We’re spending the day at the alma mater, talking alongside some of the luminaries in the field (lawprofs Thomas Mitchell, Henry Smith, John Inafranca, Thomas Merrill, and Pamela Sameulson, among others) about our favorite topics: dirt law and property rights. This is the “Future of Property Rights” Conference that we mentioned not long ago at the University of Hawaii Law School.

Professor Mitchell started us off with the keynote address, which focused on his work in the “heirs property” field. We saw his emphasis as being on how property rights protect not only the rich and the powerful, but are also important to those on the other end of the economic spectrum. Property rights are civil rights. His work dramatically demonstrates this sense. It was an enlivening and inspirational way to get the conference underway.

We spoke on the first panel along with our PLF colleague Jim Burling and sometimes opposing counsel (but also a friend), Brad Saito (Deputy Corporation Counsel, City & County of Honolulu). (And what appears to be a massive microphone — very Hitchcockian.)
The topic was regulatory takings. Jim walked us through the key issues, including public use in eminent domain, Penn Central, rent control, the upcoming Pung arguments, and access to federal courts for property claims. Brad provided the alternative (government/public) viewpoint.

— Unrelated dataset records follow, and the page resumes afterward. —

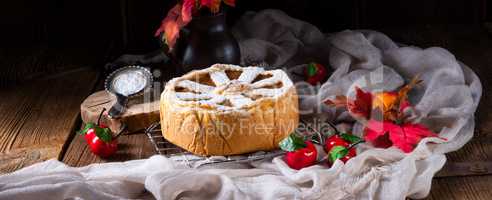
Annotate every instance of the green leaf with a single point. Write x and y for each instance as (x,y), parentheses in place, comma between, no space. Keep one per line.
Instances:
(312,70)
(337,152)
(350,138)
(86,128)
(104,134)
(292,143)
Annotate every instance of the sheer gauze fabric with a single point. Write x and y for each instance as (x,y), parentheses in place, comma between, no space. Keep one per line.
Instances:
(445,102)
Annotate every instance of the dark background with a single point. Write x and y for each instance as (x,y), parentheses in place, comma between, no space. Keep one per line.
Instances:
(95,32)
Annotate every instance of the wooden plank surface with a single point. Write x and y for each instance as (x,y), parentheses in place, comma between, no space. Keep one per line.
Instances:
(37,118)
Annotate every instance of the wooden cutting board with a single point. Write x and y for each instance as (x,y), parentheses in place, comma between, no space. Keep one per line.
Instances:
(138,115)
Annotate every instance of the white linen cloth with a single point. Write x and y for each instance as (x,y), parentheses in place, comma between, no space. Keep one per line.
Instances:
(445,102)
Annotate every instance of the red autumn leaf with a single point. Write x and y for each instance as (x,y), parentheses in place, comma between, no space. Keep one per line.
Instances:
(405,137)
(361,106)
(215,5)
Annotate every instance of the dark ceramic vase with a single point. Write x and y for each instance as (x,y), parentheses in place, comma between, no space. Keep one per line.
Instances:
(206,40)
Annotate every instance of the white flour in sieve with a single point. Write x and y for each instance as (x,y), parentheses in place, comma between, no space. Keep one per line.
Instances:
(129,83)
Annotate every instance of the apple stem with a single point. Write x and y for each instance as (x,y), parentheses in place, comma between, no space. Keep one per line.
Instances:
(122,129)
(100,116)
(333,127)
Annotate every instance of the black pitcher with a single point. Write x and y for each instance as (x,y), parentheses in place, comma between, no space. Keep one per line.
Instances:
(206,40)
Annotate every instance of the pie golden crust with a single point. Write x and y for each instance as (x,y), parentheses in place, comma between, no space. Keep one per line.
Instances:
(228,110)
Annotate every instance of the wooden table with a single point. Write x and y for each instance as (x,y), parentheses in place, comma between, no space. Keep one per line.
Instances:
(39,117)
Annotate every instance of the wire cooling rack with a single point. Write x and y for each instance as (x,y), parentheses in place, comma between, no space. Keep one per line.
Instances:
(183,157)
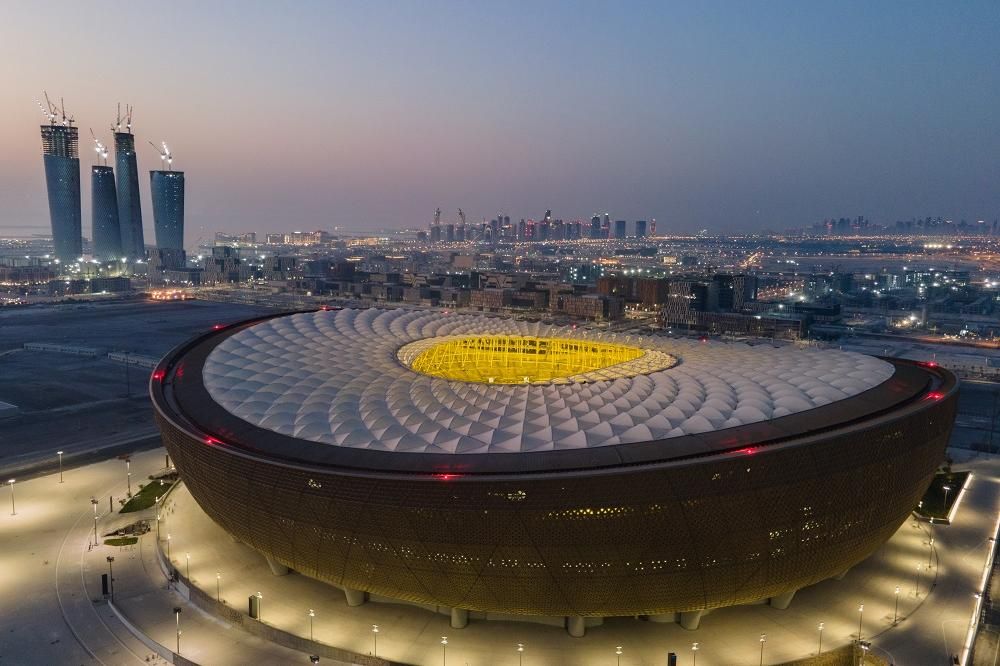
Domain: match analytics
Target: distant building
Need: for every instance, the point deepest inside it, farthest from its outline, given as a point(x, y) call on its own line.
point(60, 153)
point(104, 214)
point(129, 208)
point(167, 190)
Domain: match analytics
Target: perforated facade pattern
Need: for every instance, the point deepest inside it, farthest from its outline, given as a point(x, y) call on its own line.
point(728, 526)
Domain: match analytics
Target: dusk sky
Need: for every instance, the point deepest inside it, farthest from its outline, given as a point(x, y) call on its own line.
point(727, 116)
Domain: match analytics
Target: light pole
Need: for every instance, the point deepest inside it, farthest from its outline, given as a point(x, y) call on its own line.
point(93, 502)
point(177, 618)
point(111, 576)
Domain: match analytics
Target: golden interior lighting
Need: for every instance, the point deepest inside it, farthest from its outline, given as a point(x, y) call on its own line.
point(519, 359)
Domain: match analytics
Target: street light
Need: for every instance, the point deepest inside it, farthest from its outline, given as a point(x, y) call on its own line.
point(946, 489)
point(177, 617)
point(111, 576)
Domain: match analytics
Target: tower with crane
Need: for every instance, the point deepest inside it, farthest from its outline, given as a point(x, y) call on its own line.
point(104, 207)
point(129, 207)
point(167, 190)
point(60, 154)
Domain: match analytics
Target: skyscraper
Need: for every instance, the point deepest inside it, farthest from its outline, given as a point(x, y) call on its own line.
point(104, 214)
point(60, 153)
point(167, 189)
point(129, 210)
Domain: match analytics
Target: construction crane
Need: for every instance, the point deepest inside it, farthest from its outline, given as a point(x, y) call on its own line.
point(102, 150)
point(165, 154)
point(117, 127)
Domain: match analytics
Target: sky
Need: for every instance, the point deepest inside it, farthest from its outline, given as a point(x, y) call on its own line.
point(727, 116)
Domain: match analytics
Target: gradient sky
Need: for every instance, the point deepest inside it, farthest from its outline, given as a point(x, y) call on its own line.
point(727, 116)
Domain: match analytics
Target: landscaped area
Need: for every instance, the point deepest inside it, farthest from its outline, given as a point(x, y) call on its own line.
point(942, 494)
point(146, 497)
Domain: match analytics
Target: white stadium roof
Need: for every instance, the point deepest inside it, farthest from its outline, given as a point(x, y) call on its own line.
point(334, 377)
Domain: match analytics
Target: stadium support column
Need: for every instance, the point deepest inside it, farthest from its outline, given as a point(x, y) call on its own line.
point(354, 597)
point(277, 568)
point(782, 601)
point(459, 618)
point(691, 619)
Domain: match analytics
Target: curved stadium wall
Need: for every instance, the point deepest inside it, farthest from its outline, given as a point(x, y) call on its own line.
point(685, 523)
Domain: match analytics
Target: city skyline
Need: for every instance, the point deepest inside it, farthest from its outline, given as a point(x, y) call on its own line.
point(725, 117)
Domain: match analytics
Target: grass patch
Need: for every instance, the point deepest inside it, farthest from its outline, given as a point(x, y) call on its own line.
point(933, 504)
point(146, 497)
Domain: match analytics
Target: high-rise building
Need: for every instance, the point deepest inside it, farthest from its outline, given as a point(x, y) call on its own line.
point(60, 153)
point(104, 214)
point(129, 210)
point(167, 190)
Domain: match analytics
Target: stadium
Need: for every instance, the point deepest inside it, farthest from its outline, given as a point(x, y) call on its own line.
point(511, 468)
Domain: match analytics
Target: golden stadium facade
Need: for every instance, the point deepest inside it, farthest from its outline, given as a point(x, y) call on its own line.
point(506, 467)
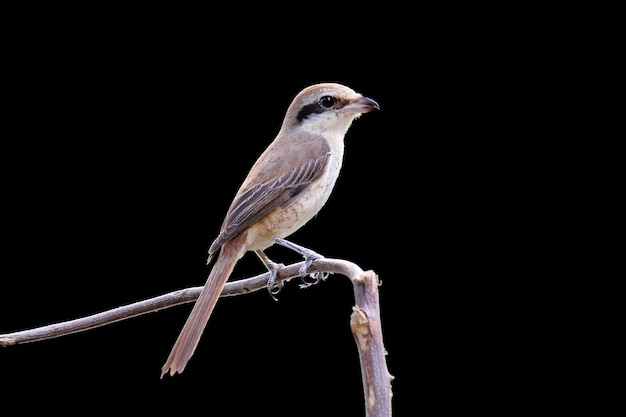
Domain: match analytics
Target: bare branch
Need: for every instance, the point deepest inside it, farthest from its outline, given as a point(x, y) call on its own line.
point(365, 322)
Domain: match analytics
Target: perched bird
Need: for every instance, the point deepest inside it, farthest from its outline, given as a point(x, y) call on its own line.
point(286, 187)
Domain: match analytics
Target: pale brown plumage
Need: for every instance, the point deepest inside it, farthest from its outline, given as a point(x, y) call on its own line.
point(285, 188)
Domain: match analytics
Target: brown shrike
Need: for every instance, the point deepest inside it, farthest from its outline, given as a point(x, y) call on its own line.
point(285, 188)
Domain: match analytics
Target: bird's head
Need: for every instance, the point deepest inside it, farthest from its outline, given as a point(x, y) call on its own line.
point(327, 107)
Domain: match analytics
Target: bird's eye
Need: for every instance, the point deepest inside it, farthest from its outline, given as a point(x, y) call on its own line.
point(327, 102)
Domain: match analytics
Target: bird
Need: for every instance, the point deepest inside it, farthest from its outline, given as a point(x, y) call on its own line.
point(285, 188)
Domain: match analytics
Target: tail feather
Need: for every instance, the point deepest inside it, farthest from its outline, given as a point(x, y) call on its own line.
point(192, 330)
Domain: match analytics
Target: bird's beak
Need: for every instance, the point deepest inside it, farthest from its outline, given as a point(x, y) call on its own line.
point(361, 105)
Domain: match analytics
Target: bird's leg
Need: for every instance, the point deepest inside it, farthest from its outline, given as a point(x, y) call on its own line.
point(309, 257)
point(272, 267)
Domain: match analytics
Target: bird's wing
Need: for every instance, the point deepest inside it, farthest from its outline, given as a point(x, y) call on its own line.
point(255, 202)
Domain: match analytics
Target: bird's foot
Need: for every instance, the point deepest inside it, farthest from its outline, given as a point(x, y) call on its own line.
point(272, 286)
point(316, 278)
point(309, 257)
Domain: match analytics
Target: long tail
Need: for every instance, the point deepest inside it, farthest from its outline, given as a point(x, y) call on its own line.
point(192, 330)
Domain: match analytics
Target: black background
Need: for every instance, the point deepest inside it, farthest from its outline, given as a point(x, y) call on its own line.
point(121, 155)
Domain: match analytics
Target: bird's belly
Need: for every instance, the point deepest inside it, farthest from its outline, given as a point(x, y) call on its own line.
point(282, 222)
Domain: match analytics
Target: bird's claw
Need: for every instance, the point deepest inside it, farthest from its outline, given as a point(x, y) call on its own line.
point(272, 286)
point(316, 276)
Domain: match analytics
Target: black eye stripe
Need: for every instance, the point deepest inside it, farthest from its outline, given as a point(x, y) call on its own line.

We spoke about where we think property law, and property rights are heading (after all, the title of the Conference is “The Future of Property”). Here’s a summary of our remarks:
The future of property is bright. Unfortunately, it sometimes gets treated as a hidebound, archaic topic by our nation’s law schools. But property, property law, and property rights law, retain vital importance. If there’s a definition of property, its how we define our relation with the world – a relationship not based on duty (tort), or agreement or reliance (contract), but on either use or exclusion, depending on your preferred theory.
And before we can look forward to property’s future, we need to look back. Maybe not as far back as the Supreme Court seems to do a lot these days with its frequent citations to Magna Carta, Blackstone, and Grotius. But at least to the past century. For it was 100 years ago that the two main threads in constitutional property challenges emerged: Euclid establishing the notion that the rational basis standard meant that the Court was relegating the task of keeping government from acting arbitrarily and capriciously to political processes, while Pennsylvania Coal established the limiting principle that if government action “goes too far” into private property rights, it will be treated as a de facto taking.
Because the Court has not been willing to scale back the rational basis test, or revisit liberty as a fundamental right, the regulatory takings limitation remains the most significant judicial bulwark protecting individual autonomy.
On that topic, I see three big issues in property law and property rights that we should continue to watch for.
Judges or juries. Who makes the call? Will the Court continue to allow the judicial branch to gatekeep private property issues, or will it allow the most populist form of democracy (the civil jury) to determine when justice and fairness require that public benefits be paid for by the public as a whole? We note that the Hawaii Supreme Court recently held that the presumption is that just compensation is determined by juries, and not subject to judicial gatekeeping.
Access to courts. In a similar vein, what is the role of the federal courts in protecting the federal constitutional right of private property? The federal courthouse door was cracked back open again by Knick, and while that case is rightly celebrated for doing so, there’s a lot of work left to do. A very good example of this is a decision from the U.S. District Court for the District of Hawaii holding that the immediate possession procedures in the Hawaii eminent domain code are Erie procedural, and thus not applicable in an eminent domain case removed to federal court.
Second Founding Property. Finally, the third issue to watch is not so much a doctrinal question, but more a policy or vibe thing. Property rights are, as Professor Mitchell reminds us, are civil rights. The originalist approach to private property has focused almost exclusively on the meaning of private property at time of adoption of the Constitution and Fifth Amendment. But equally important is the Fourteenth Amendment’s vision of property under the Due Process Clause, and the importance of private property at incorporation. After all, there’s little question that the first priority of emancipated persons after the Civil War was family reunification, but a close second was the acquisition of private property, for property was viewed as the bulwark against oppression. We should be reminding ourselves that property rights are central to our vision of individual autonomy and freedom.

Professor Inafranca delivered the keynote on the housing panel. His bottom line: optimistic. (We agree.) This photo also reflects the great turnout (both in-person and online).

Professor Smith, updating us on the American Law Institute’s Restatement of Property project, which he leads.

Professor Merrill, speaking on coastal zone property, background principles of state property law (and the Lucas decision) and Stop the Beach Renourishment. And the Hawaii Supreme Court’s infamous Kauai Springs case.
As we noted in the preview post, the Conference is not only serving as a great discussion of dirt law, but also a very good excuse to be in Honolulu mid-winter. We were in a dramatically different climate just a short time ago, so the gentle, fragrant breezes that the University of Hawaii at Manoa is known for have been a welcome thaw. And it was good to see a New York colleague whom we last saw in frozen Savannah, who took us up on the suggestion and joined us.